Exp[licit]-A Robot modeling Software based on Exponential Maps

TL;DR

This paper tackles the complexity of robot modeling by contrasting the traditional Denavit-Hartenberg (DH) convention with a differential-geometric approach based on exponential maps. It demonstrates how the Product of Exponentials and Adjoint-map formalisms enable a two-frame (S and ee) representation, reducing frame-management overhead and increasing modularity, while preserving accurate Forward Kinematics, Jacobians, and Mass Matrix construction. The authors present Exp[licit], a MATLAB toolbox that embodies the geometric method with a reusable RobotPrimitives core, symbolic support, visualization, and a Franka robot example, and show favorable computational performance against the DH-based Robotics, Vision and Control (RVC) toolbox. The work argues that differential-geometric methods offer practical benefits in flexibility, extensibility, and speed, enabling easier experimentation and potential real-time control in future C++/Python implementations. Overall, the paper provides both a conceptual framework and a practical software solution that can streamline open-chain robot modeling and control using exponential maps.

Abstract

Deriving a robot's equation of motion typically requires placing multiple coordinate frames, commonly using the Denavit-Hartenberg convention to express the kinematic and dynamic relationships between segments. This paper presents an alternative using the differential geometric method of Exponential Maps, which reduces the number of coordinate frame choices to two. The traditional and differential geometric methods are compared, and the conceptual and practical differences are detailed. The open-source software, Exp[licit], based on the differential geometric method, is introduced. It is intended for use by researchers and engineers with basic knowledge of geometry and robotics. Code snippets and an example application are provided to demonstrate the benefits of the differential geometric method and assist users to get started with the software.
Paper Structure (26 sections, 10 equations, 5 figures, 1 table)

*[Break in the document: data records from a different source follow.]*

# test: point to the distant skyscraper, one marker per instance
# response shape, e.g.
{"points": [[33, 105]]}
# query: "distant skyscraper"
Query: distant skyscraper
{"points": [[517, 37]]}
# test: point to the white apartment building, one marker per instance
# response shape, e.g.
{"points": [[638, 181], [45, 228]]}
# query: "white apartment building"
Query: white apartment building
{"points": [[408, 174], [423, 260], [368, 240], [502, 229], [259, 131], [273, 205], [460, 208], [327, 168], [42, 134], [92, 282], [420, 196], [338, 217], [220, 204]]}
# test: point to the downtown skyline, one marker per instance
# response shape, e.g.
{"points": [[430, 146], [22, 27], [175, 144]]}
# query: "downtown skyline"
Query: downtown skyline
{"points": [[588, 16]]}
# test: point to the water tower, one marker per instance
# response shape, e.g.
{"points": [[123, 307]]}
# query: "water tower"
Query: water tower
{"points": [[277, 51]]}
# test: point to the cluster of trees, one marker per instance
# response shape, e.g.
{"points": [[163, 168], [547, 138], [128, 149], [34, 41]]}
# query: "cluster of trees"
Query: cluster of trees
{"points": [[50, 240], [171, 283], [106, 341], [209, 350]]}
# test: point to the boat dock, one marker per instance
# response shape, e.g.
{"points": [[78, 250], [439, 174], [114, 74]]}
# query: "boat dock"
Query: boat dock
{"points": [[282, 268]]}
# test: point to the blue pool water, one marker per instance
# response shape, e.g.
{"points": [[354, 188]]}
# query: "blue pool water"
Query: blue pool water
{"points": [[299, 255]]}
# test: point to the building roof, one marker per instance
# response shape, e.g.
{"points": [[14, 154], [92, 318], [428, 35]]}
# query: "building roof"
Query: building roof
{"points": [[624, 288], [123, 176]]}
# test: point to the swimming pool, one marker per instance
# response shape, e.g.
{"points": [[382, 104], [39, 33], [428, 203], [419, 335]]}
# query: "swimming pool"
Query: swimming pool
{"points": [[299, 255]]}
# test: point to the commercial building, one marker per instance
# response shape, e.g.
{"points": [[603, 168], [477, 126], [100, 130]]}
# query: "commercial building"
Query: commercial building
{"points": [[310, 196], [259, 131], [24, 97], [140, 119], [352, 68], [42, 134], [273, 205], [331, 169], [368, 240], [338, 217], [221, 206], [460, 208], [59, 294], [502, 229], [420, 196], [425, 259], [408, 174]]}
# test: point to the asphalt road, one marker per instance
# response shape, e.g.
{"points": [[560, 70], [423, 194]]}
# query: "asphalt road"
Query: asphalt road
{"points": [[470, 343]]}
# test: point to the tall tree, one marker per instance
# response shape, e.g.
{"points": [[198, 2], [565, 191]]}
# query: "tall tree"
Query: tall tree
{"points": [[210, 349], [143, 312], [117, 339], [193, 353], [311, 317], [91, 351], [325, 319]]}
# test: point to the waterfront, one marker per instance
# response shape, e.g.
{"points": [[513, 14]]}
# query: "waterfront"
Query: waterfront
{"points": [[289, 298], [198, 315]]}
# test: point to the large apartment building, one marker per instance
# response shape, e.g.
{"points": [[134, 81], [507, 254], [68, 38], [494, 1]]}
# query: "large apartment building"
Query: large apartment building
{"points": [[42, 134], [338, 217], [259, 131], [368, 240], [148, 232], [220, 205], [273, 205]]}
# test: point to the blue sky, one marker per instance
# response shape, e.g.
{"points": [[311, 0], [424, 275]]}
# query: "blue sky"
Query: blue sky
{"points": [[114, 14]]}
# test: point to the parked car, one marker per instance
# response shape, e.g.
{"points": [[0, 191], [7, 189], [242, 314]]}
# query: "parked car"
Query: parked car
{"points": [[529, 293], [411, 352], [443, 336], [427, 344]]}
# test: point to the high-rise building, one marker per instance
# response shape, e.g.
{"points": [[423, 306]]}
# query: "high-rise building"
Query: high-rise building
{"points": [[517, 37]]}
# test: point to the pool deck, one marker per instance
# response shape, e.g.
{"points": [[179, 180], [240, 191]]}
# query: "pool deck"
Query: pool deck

This paper contains 26 sections, 10 equations, 5 figures, 1 table.

Figures (5)

  • Figure 1: Computation times of RVC and Exp[licit] for five kinematic and dynamic calculations. For the Mass Matrix, Gravity, and centrifugal/Coriolis terms, the MEX-file option of RVC was invoked. First row: Comparison for Forward kinematics map (left) and Hybrid Jacobian (right) with respect to end-effector by using native Matlab scripts; Second row: Comparison for Mass Matrix of RVC (left) against Mass Matrix of RVC-MEX and Exp[licit] (right); Third row: Comparison for Gravity vector for RVC and RVC-MEX (left) against Gravity vector of Exp[licit] (right); Fourth row: Comparison for Coriolis Matrix of RVC (left) against Coriolis Matrix of RVC-MEX and Exp[licit] (right);
  • Figure 2: Frames attached to an open-chain robot, using the DH-conventions.
  • Figure 3: Franka robot at initial configuration. The DH-convention is shown in (A) and the geometric method in (B). Only two frames are required for the geometric method (B). The frames shown in (A) are derived from franka_url.
  • Figure 4: Exp[licit] supports various 2D and 3D-robots. (A) Two planar robots: a Cart-Pole (left) and a Snake-Robot with variable DOF (right). (B) Two robots can be combined by using the addKinematics-method of the RobotPrimitives-class. In the example (B), the two robots of (A) are combined. (C) Currently supported 3D-robots: KUKA LBR iiwa (7 and 14 kg), YouBot, and Franka.
  • Figure 5: Simulation of a simple impedance controller, using a Franka robot.